Plagiarism Detection for Code Snippet Questions

Plagiarism Detection for Code Snippet Questions

  1. 1. How do we at Mercer | Mettl calculate Plagiarism for our coding questions? 
     
    At Mercer | Mettl, we use MOSS (Measure of Software Similarity) to detect plagiarism in our coding assessments. MOSS is an algorithm which tokenizes a candidate’s code and compares it with all other candidates' codes to identify areas which might have a potential overlap. Often candidates introduce white spaces or change variable names, formats etc to deceive plagiarism detection, but MOSS overcomes this problem very easily as the overall structure of a program remains unchanged, while the number of tokens and line matches between the codes is still the same.  
     
    While flagging for plagiarism, the submission of a candidate is compared across all the previous submissions by other candidates in a particular assessment. 
     
    The plagiarism percentage reflected in a candidate’s report is an indicator that the candidate copied code deliberately without attribution, and while MOSS automatically detects program similarity, it has no way of knowing why the codes are similar.  
    However, we always recommend the user to go and look at the parts of the code that MOSS highlights and decide whether there exists plagiarism or not. 
     
    We at Mercer | Mettl believe, that it is incorrect to completely rely on the plagiarism percentage calculated. These scores are useful for judging the relative amount of matching between different pairs of programs and for more easily seeing which pairs of programs stick out with unusual amounts of matching. However, these scores are certainly not a proof of plagiarism, instead just an indication of similarity. To verify the same, someone must still look at the code. Additionally, the plagiarism scores are not labelled to select or reject a candidate and other parameters such as test-cases, proctoring and browsing tolerance should also be considered. 
     
  2. 2. For which candidates is the plagiarism percentage not calculated in a coding assessment? 
     
    We do not calculate plagiarism for candidates who have scored zero marks on a coding question in an assessment. Additionally, we only calculate plagiarism for candidates who have written a substantial amount of code for plagiarism to be calculated upon. 
     

  1. 3. What all languages do we support the calculation of plagiarism percentage for? 

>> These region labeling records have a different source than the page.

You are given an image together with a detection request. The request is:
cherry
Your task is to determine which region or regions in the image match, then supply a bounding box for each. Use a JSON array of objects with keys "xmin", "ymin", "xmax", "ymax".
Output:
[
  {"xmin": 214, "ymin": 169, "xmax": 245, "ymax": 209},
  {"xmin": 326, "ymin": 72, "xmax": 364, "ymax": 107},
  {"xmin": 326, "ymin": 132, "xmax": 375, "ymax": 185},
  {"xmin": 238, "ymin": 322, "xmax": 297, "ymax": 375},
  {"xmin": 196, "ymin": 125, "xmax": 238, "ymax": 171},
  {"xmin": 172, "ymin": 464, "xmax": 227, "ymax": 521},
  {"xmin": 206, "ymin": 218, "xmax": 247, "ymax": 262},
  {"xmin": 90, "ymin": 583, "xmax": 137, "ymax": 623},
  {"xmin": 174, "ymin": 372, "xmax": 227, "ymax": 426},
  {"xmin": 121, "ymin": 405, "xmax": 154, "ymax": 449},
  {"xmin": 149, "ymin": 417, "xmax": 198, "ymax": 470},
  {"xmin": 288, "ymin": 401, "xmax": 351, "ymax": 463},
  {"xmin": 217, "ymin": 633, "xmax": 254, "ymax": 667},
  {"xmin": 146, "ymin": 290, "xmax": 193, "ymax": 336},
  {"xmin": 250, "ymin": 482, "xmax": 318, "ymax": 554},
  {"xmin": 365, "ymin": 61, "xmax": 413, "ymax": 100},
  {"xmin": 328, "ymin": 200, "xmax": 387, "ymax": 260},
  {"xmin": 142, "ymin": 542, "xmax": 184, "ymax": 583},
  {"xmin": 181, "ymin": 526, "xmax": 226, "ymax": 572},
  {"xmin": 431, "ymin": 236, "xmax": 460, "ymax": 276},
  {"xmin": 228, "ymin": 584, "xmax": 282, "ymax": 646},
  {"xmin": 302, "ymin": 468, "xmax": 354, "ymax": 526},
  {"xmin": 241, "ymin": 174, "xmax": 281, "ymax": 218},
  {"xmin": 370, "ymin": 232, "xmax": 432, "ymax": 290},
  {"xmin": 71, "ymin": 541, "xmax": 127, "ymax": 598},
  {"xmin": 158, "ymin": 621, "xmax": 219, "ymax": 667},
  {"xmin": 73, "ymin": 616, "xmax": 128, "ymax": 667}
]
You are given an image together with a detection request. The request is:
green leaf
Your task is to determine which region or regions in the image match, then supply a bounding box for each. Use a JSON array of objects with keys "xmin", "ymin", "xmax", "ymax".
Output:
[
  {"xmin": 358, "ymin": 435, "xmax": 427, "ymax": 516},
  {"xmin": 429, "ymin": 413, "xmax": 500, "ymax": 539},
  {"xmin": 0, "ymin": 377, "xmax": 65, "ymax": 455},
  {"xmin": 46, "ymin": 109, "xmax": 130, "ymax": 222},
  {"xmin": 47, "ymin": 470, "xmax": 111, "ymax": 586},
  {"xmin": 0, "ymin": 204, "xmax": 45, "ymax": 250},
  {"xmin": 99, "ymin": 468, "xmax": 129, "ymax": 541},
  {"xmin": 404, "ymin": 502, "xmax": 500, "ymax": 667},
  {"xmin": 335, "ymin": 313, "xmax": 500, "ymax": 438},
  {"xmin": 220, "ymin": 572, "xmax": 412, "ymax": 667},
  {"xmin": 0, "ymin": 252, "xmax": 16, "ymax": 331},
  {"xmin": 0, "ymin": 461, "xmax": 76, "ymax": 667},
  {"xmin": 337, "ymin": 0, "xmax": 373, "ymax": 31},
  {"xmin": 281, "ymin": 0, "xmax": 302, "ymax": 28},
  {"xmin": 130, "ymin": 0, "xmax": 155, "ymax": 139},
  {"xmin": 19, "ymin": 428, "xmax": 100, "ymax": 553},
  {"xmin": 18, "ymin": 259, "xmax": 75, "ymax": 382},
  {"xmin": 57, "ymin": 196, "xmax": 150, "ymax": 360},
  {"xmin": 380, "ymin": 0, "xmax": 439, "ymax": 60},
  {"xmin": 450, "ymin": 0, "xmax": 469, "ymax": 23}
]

  2. We currently support plagiarism calculation for C, C18, CPP, CPP17, Java6, Java7, Java8, Java11, Java17, PHP, PHP8, Python2, Python3, JavaScript8, JavaScript19 and Node.  For all other languages, the plagiarism score is reflected as N/A. 

 

  1. 4. How does Mercer | Mettl tag Plagiarism percentage to be Acceptable or Not Acceptable? 
     
    By default, the not-acceptable plagiarism percentage is fixed at 60% i.e., candidates scoring plagiarism percentage >=60% in any of the coding questions in an assessment are tagged as Not Acceptable. 
     
    However, the not-acceptable plagiarism percentage for an assessment can be customized if required. Please refer to this [link] for the same.  
     

  1. 5. Can we configure the not-acceptable plagiarism percentage? If yes, then how? 
     
    Yes, the not-acceptable plagiarism can be configured at the customer's end w.r.t each assessment. 
    Please refer to this [link] for the same.  
     
    By default, the not-acceptable plagiarism percentage is fixed at 60%.  
     

  1. 6. What is meant by the various labels provided in the report w.r.t plagiarism percentage? 
     
    At present, a candidate’s plagiarism percentage can be labelled into one of the following: 
     

  1. Not Acceptable: When a candidate’s plagiarism percentage is greater than or equal to the not-acceptable plagiarism percentage.  
    By default, the not-acceptable score is 60% but can be customised according to the customer's requirement. 
     

  1. Acceptable: When a candidate’s plagiarism percentage is less than the not acceptable plagiarism percentage.  
    By default, the not-acceptable score is 60% but can be customised according to the customer's requirement. 
     

  1. No Matches: When a candidate’s plagiarism percentage is 0% as no potential matches have been found for that candidate’s code.  
     

  1. NA: When plagiarism for a particular candidate has not been calculated because of one or more of the following reasons:  

    1. The candidate has scored zero marks.

    2. The candidate has not written a substantial amount of code for plagiarism to be calculated upon.

    3. Our algorithm does not support the language the candidate has coded in. 

    4. Plagiarism was not enabled when the report was generated.